Treatments include use of anticoagulants, normalization of blood pressure with medication, controlling glucose levels in the blood, and administration of oxygen. Once the acute stage of Stroke is past, patients are usually transferred to a nursing facility for rehabilitation therapies to help them regain the use of the parts of their bodies which were affected by the Stroke. Some people recover from Stroke completely, some recover with lasting disabilities, and some do not survive the initial acute attack.
Filing for Social Security Disability with a Diagnosis of Stroke
Because the residual effects of Stroke cannot be determined until time has passed and treatment has been evaluated, and because different individuals recover at different rates, you must wait at least three months after a Stroke to apply for Social Security Disability benefits. The Social Security Administration (SSA) will evaluate the effects of your Stroke in determining whether you qualify for disability benefits. SSA will then determine what you are able to do, despite your Stroke, taking into consideration your education level and your age. Age is often the determining factor.
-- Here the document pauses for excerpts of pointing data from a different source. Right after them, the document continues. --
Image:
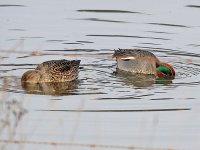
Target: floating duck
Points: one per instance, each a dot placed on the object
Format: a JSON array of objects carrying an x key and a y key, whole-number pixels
[
  {"x": 142, "y": 62},
  {"x": 53, "y": 71}
]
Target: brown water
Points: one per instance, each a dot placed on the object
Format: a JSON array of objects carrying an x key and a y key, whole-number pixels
[{"x": 102, "y": 109}]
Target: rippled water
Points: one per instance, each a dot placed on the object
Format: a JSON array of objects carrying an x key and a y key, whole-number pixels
[{"x": 102, "y": 109}]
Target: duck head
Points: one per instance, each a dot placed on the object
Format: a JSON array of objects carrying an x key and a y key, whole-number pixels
[{"x": 165, "y": 70}]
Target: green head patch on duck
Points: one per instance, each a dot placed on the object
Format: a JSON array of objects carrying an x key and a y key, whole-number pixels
[{"x": 165, "y": 69}]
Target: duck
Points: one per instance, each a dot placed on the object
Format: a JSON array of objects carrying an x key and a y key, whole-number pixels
[
  {"x": 139, "y": 61},
  {"x": 53, "y": 71}
]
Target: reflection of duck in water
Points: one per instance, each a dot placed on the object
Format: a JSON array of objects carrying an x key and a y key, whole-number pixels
[
  {"x": 142, "y": 62},
  {"x": 50, "y": 88},
  {"x": 53, "y": 71}
]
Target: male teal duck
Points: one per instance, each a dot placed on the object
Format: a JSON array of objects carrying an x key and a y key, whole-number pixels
[
  {"x": 53, "y": 71},
  {"x": 142, "y": 61}
]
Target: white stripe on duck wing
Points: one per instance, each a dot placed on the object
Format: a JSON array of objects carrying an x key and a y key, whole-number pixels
[{"x": 136, "y": 61}]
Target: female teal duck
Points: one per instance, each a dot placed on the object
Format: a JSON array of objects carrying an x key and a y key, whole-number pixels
[
  {"x": 53, "y": 71},
  {"x": 142, "y": 61}
]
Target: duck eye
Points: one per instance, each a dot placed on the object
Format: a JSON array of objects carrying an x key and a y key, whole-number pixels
[{"x": 126, "y": 59}]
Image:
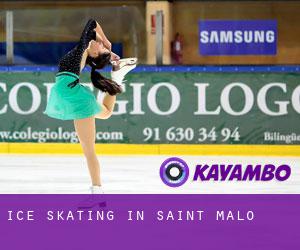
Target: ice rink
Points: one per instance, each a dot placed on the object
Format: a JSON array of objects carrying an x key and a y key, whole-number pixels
[{"x": 130, "y": 174}]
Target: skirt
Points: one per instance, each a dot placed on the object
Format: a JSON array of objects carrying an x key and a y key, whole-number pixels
[{"x": 70, "y": 100}]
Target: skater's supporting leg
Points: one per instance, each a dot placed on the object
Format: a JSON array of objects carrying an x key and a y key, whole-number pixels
[
  {"x": 85, "y": 129},
  {"x": 107, "y": 107}
]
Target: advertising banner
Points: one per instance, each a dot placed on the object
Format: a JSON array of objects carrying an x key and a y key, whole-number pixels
[
  {"x": 238, "y": 37},
  {"x": 163, "y": 107},
  {"x": 150, "y": 222}
]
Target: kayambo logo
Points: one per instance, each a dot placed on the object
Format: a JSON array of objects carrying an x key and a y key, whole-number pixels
[{"x": 174, "y": 172}]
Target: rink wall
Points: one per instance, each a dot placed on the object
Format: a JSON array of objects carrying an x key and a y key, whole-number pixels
[{"x": 237, "y": 110}]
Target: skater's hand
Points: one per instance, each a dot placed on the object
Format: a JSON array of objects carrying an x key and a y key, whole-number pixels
[
  {"x": 114, "y": 57},
  {"x": 107, "y": 44}
]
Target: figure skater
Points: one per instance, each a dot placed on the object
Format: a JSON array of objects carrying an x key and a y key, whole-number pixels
[{"x": 69, "y": 100}]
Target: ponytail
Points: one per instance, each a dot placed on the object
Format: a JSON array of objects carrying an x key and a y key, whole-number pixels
[{"x": 104, "y": 84}]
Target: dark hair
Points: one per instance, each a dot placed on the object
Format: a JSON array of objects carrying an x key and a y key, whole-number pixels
[{"x": 100, "y": 82}]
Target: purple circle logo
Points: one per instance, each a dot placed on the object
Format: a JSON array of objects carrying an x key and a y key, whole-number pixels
[{"x": 174, "y": 172}]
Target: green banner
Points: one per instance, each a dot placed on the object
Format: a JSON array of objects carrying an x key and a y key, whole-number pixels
[{"x": 185, "y": 108}]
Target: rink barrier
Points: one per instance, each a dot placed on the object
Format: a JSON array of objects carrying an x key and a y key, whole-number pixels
[
  {"x": 171, "y": 68},
  {"x": 153, "y": 149}
]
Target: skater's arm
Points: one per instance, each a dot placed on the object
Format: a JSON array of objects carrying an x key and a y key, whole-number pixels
[{"x": 102, "y": 36}]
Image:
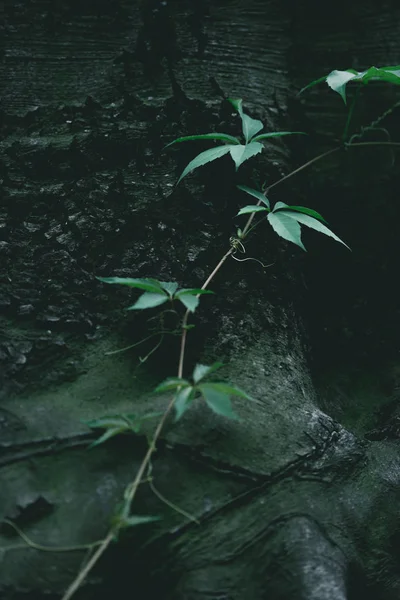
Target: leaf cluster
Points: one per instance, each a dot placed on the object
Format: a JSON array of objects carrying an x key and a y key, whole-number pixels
[
  {"x": 215, "y": 394},
  {"x": 158, "y": 292}
]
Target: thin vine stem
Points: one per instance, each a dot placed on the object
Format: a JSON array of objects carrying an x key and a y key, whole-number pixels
[{"x": 132, "y": 489}]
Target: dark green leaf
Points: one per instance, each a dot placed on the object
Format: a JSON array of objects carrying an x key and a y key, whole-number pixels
[
  {"x": 109, "y": 433},
  {"x": 192, "y": 292},
  {"x": 286, "y": 227},
  {"x": 241, "y": 153},
  {"x": 172, "y": 383},
  {"x": 231, "y": 390},
  {"x": 134, "y": 520},
  {"x": 204, "y": 158},
  {"x": 312, "y": 223},
  {"x": 149, "y": 300},
  {"x": 201, "y": 371},
  {"x": 224, "y": 137},
  {"x": 250, "y": 127},
  {"x": 219, "y": 402},
  {"x": 190, "y": 302},
  {"x": 250, "y": 208},
  {"x": 149, "y": 285},
  {"x": 307, "y": 211},
  {"x": 183, "y": 400},
  {"x": 170, "y": 287},
  {"x": 255, "y": 193},
  {"x": 265, "y": 136},
  {"x": 337, "y": 81}
]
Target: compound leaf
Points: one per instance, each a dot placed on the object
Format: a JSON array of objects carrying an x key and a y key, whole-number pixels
[{"x": 286, "y": 227}]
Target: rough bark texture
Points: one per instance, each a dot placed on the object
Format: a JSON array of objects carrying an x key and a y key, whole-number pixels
[{"x": 300, "y": 499}]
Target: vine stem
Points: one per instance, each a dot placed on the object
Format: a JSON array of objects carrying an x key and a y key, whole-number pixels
[{"x": 132, "y": 489}]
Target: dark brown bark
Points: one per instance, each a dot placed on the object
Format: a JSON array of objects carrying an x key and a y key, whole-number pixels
[{"x": 299, "y": 499}]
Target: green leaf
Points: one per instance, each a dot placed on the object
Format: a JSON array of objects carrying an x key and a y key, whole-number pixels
[
  {"x": 169, "y": 287},
  {"x": 265, "y": 136},
  {"x": 183, "y": 400},
  {"x": 201, "y": 371},
  {"x": 255, "y": 193},
  {"x": 204, "y": 158},
  {"x": 223, "y": 137},
  {"x": 231, "y": 390},
  {"x": 149, "y": 300},
  {"x": 337, "y": 81},
  {"x": 312, "y": 223},
  {"x": 307, "y": 211},
  {"x": 190, "y": 302},
  {"x": 315, "y": 82},
  {"x": 250, "y": 127},
  {"x": 172, "y": 383},
  {"x": 107, "y": 435},
  {"x": 218, "y": 401},
  {"x": 150, "y": 285},
  {"x": 279, "y": 206},
  {"x": 286, "y": 227},
  {"x": 192, "y": 292},
  {"x": 237, "y": 104},
  {"x": 134, "y": 520},
  {"x": 241, "y": 153},
  {"x": 250, "y": 208}
]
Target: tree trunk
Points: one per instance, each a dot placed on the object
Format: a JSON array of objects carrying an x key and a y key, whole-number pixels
[{"x": 298, "y": 499}]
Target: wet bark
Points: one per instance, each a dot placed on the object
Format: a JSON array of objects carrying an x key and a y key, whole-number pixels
[{"x": 298, "y": 499}]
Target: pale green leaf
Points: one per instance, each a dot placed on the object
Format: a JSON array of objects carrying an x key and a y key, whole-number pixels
[
  {"x": 134, "y": 520},
  {"x": 169, "y": 287},
  {"x": 223, "y": 137},
  {"x": 244, "y": 152},
  {"x": 250, "y": 127},
  {"x": 149, "y": 300},
  {"x": 307, "y": 211},
  {"x": 109, "y": 433},
  {"x": 265, "y": 136},
  {"x": 172, "y": 383},
  {"x": 150, "y": 285},
  {"x": 190, "y": 302},
  {"x": 250, "y": 208},
  {"x": 201, "y": 371},
  {"x": 313, "y": 224},
  {"x": 231, "y": 390},
  {"x": 218, "y": 401},
  {"x": 204, "y": 158},
  {"x": 255, "y": 193},
  {"x": 237, "y": 104},
  {"x": 337, "y": 81},
  {"x": 286, "y": 227},
  {"x": 192, "y": 292},
  {"x": 279, "y": 206},
  {"x": 183, "y": 400}
]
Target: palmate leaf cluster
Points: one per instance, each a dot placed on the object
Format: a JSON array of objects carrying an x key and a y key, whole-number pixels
[
  {"x": 215, "y": 394},
  {"x": 239, "y": 151},
  {"x": 158, "y": 292}
]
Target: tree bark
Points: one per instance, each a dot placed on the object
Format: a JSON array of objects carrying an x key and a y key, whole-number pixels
[{"x": 298, "y": 499}]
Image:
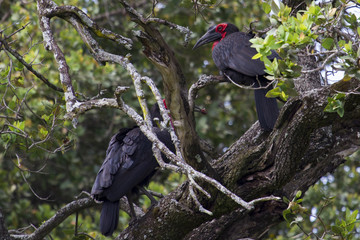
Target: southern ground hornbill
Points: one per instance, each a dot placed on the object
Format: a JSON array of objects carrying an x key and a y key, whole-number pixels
[
  {"x": 128, "y": 166},
  {"x": 232, "y": 54}
]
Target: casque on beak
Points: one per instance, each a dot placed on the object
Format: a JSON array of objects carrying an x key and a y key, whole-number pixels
[{"x": 210, "y": 36}]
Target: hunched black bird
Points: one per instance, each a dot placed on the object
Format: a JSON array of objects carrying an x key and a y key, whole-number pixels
[
  {"x": 232, "y": 54},
  {"x": 128, "y": 166}
]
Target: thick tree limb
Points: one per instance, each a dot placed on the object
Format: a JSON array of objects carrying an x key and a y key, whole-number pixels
[{"x": 258, "y": 165}]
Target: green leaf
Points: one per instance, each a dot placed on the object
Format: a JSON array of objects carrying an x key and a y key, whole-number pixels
[
  {"x": 328, "y": 43},
  {"x": 337, "y": 230},
  {"x": 274, "y": 7}
]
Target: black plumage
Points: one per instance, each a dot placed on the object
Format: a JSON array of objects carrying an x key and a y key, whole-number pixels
[
  {"x": 129, "y": 164},
  {"x": 232, "y": 54}
]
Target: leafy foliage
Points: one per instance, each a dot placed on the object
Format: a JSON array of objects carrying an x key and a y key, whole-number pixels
[{"x": 42, "y": 153}]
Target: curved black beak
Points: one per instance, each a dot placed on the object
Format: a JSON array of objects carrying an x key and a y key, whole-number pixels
[{"x": 210, "y": 36}]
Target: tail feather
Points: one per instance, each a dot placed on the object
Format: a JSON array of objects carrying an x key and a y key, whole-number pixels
[
  {"x": 266, "y": 108},
  {"x": 109, "y": 217}
]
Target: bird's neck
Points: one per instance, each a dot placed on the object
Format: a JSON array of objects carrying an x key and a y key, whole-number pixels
[{"x": 214, "y": 44}]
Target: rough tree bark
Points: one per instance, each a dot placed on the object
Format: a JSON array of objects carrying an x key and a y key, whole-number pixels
[{"x": 305, "y": 144}]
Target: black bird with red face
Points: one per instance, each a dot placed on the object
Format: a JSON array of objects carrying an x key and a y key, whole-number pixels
[
  {"x": 128, "y": 166},
  {"x": 232, "y": 54}
]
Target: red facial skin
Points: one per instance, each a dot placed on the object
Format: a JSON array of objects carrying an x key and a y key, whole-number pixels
[{"x": 220, "y": 28}]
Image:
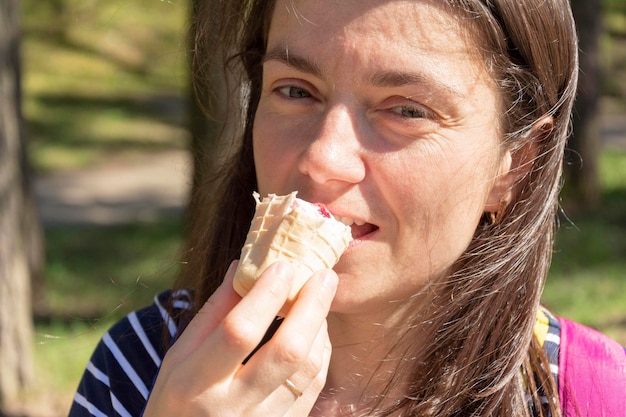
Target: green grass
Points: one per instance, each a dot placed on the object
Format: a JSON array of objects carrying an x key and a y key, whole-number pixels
[
  {"x": 95, "y": 275},
  {"x": 103, "y": 79},
  {"x": 587, "y": 281},
  {"x": 101, "y": 270}
]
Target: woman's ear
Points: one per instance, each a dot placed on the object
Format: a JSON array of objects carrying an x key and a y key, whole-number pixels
[{"x": 515, "y": 164}]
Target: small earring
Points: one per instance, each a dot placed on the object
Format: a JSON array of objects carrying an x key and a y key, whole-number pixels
[{"x": 496, "y": 216}]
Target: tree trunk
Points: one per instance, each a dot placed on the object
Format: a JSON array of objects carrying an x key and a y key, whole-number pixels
[
  {"x": 582, "y": 181},
  {"x": 19, "y": 227}
]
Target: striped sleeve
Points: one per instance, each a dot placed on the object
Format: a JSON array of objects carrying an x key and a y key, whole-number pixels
[{"x": 119, "y": 376}]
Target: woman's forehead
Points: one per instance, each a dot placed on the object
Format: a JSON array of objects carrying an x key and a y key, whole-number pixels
[{"x": 375, "y": 34}]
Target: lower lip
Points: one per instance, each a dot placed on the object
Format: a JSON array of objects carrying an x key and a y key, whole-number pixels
[{"x": 357, "y": 241}]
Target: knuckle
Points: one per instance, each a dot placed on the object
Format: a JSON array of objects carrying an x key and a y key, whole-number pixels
[
  {"x": 293, "y": 353},
  {"x": 239, "y": 335}
]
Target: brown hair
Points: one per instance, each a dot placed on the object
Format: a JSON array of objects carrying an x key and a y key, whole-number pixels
[{"x": 480, "y": 317}]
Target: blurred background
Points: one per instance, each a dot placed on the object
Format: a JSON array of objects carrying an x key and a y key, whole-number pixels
[{"x": 106, "y": 130}]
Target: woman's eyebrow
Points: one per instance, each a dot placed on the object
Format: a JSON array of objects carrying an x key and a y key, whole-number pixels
[
  {"x": 392, "y": 78},
  {"x": 402, "y": 78},
  {"x": 281, "y": 54}
]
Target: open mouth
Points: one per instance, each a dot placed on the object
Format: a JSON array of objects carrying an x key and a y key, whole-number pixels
[{"x": 359, "y": 228}]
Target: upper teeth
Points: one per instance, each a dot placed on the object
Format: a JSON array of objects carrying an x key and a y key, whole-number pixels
[{"x": 349, "y": 222}]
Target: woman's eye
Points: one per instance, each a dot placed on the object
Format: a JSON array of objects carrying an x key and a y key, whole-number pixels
[
  {"x": 294, "y": 92},
  {"x": 410, "y": 111}
]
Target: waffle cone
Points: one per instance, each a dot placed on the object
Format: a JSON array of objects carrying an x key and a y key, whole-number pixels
[{"x": 287, "y": 228}]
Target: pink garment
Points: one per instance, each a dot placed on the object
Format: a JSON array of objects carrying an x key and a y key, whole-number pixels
[{"x": 592, "y": 373}]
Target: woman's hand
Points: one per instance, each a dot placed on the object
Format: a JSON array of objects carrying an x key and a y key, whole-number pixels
[{"x": 202, "y": 374}]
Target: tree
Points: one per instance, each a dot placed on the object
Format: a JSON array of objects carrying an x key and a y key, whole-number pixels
[
  {"x": 582, "y": 182},
  {"x": 20, "y": 233}
]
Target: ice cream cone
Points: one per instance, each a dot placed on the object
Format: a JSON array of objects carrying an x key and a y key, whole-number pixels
[{"x": 288, "y": 228}]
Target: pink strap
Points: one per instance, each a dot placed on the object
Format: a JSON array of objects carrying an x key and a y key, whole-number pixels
[{"x": 592, "y": 373}]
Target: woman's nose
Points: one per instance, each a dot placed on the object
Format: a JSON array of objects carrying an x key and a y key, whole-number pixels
[{"x": 335, "y": 151}]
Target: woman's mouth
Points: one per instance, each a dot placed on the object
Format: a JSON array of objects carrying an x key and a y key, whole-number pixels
[{"x": 359, "y": 228}]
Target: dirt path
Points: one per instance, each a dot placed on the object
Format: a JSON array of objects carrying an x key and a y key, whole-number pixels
[
  {"x": 142, "y": 189},
  {"x": 149, "y": 187}
]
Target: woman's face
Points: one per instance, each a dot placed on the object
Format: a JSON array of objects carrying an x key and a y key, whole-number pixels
[{"x": 383, "y": 111}]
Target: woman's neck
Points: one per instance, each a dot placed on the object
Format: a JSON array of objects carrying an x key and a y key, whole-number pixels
[{"x": 361, "y": 364}]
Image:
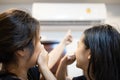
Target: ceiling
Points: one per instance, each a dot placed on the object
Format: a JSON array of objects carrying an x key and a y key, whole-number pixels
[{"x": 60, "y": 1}]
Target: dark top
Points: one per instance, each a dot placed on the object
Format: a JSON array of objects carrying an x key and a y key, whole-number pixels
[
  {"x": 79, "y": 78},
  {"x": 33, "y": 74}
]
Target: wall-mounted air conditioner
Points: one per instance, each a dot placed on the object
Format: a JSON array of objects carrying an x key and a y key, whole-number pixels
[{"x": 69, "y": 13}]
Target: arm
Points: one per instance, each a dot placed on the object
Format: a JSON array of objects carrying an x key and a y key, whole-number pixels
[
  {"x": 61, "y": 71},
  {"x": 56, "y": 53},
  {"x": 42, "y": 65}
]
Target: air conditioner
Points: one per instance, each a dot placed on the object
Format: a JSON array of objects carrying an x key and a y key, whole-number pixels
[{"x": 69, "y": 13}]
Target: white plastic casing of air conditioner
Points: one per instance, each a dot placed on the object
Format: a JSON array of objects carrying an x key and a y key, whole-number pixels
[{"x": 69, "y": 13}]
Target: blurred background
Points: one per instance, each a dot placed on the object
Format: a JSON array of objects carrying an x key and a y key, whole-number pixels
[{"x": 57, "y": 16}]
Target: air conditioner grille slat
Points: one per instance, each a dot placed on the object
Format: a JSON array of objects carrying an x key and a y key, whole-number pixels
[{"x": 70, "y": 22}]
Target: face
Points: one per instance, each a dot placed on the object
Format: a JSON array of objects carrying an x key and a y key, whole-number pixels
[
  {"x": 82, "y": 54},
  {"x": 37, "y": 50}
]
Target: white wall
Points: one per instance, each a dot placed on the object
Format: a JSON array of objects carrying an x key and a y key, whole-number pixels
[{"x": 112, "y": 18}]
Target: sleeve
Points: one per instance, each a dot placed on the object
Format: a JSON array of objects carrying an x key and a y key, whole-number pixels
[{"x": 33, "y": 73}]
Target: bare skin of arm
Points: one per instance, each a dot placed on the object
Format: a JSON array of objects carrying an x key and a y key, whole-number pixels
[
  {"x": 56, "y": 53},
  {"x": 43, "y": 65},
  {"x": 61, "y": 71}
]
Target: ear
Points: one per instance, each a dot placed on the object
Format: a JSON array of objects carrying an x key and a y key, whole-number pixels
[
  {"x": 20, "y": 53},
  {"x": 89, "y": 55}
]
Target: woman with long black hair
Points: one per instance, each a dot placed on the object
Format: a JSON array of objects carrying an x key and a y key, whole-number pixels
[{"x": 97, "y": 54}]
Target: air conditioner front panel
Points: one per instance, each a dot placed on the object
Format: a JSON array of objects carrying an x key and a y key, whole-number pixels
[{"x": 68, "y": 12}]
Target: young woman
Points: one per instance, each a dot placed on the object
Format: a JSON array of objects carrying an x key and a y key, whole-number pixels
[
  {"x": 98, "y": 54},
  {"x": 20, "y": 47}
]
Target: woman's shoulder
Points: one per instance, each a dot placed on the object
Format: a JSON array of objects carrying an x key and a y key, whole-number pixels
[
  {"x": 8, "y": 76},
  {"x": 79, "y": 78}
]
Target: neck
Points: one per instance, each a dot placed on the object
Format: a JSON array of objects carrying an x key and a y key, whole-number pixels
[
  {"x": 86, "y": 74},
  {"x": 19, "y": 71}
]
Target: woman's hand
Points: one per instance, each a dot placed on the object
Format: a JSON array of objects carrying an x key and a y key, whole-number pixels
[
  {"x": 67, "y": 60},
  {"x": 43, "y": 58},
  {"x": 67, "y": 39}
]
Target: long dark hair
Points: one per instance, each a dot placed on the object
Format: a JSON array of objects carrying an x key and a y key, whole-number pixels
[
  {"x": 104, "y": 43},
  {"x": 17, "y": 31}
]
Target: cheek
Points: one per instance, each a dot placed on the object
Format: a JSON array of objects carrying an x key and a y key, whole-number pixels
[{"x": 80, "y": 58}]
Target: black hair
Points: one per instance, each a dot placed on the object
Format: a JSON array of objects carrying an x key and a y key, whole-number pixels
[
  {"x": 104, "y": 43},
  {"x": 17, "y": 31}
]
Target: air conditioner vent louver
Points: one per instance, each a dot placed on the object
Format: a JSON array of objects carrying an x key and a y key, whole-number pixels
[{"x": 69, "y": 22}]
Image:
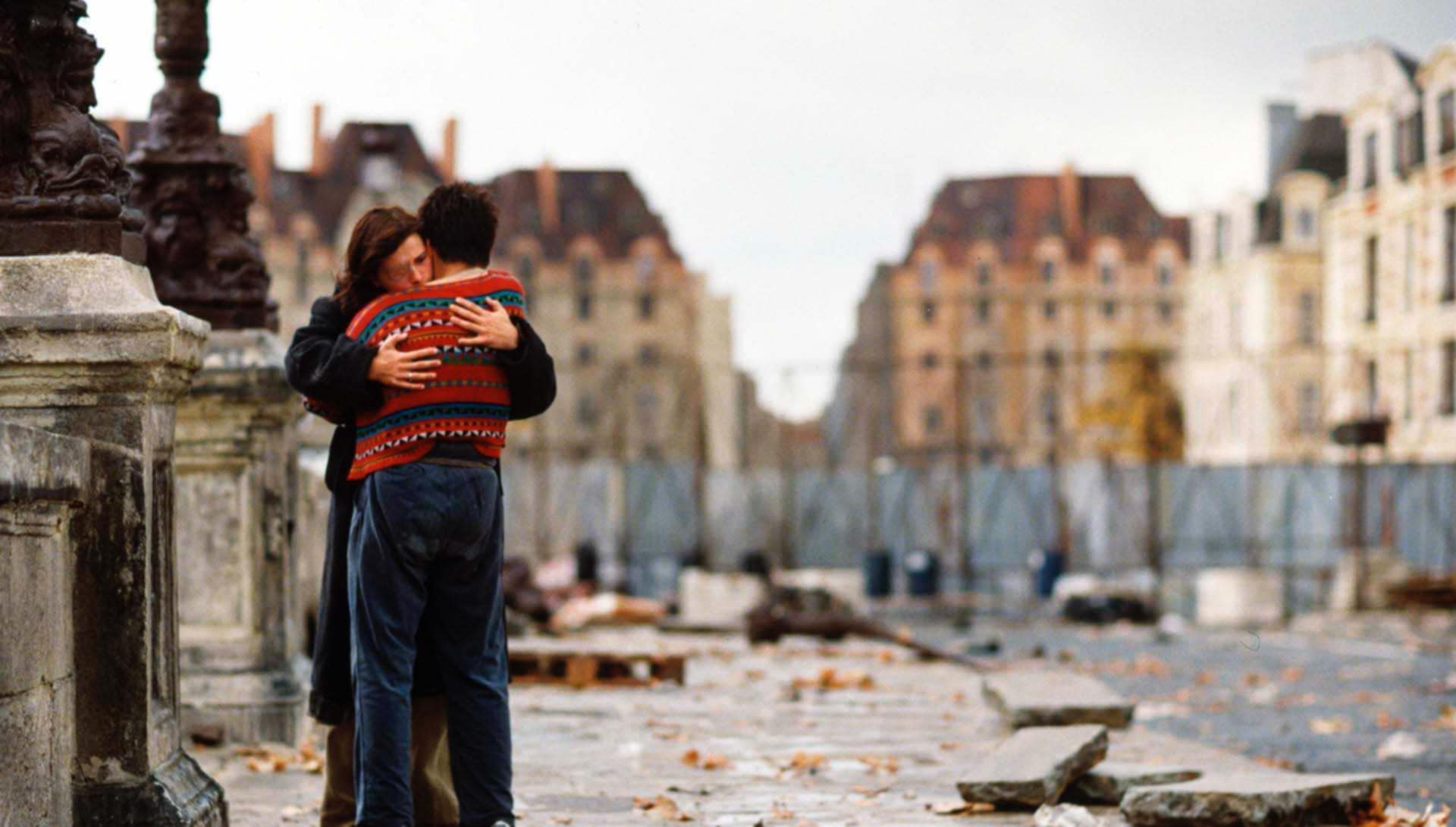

Your disability claim may also be approved on the basis of meeting the requirements of Section 11.04 of the Blue Book, Central Nervous System Vascular Accident.
SSA’s listing for Stroke requires the following:
- You must be evaluated no sooner than three months after your Stroke.
- Your medical records must document either symptoms under Paragraph A or symptoms under Paragraph B as residual effects from your Stroke:
- A) Ineffective speech or communication that results from sensory or motor aphasia (the loss of ability to speak or comprehend due to brain illness or injury) OR
- B) Persistent, significant motor function caused by paresis or paralysis, tremor, or other involuntary movement that affects at least two of your limbs and seriously affects your ability to grasp and manipulate objects and/or to safely walk and move around.
SSA will make its decision based on your current and projected level of functional restriction. In making its decision, SSA will review your medical records, including treatment notes, admission and discharge summaries, lab and imaging studies, and also supporting statements from your physicians.
It is always a good idea to consult a Social Security disability attorney or other professional who is familiar with filing disability benefits claims with SSA to help you assemble your records and present your case.
Your Stroke Disability Case
If you are disabled because of residual Stroke symptoms so severe that they prevent you from working, you may well be entitled to Social Security Disability benefits. Working closely with medical professionals and a qualified Social Security disability attorney or advocate to collect and present the appropriate documentation to support your disability claim in front of the Disability Determination Services (DDS) can help to ensure that your Stroke disability case will have the highest possible chance of success.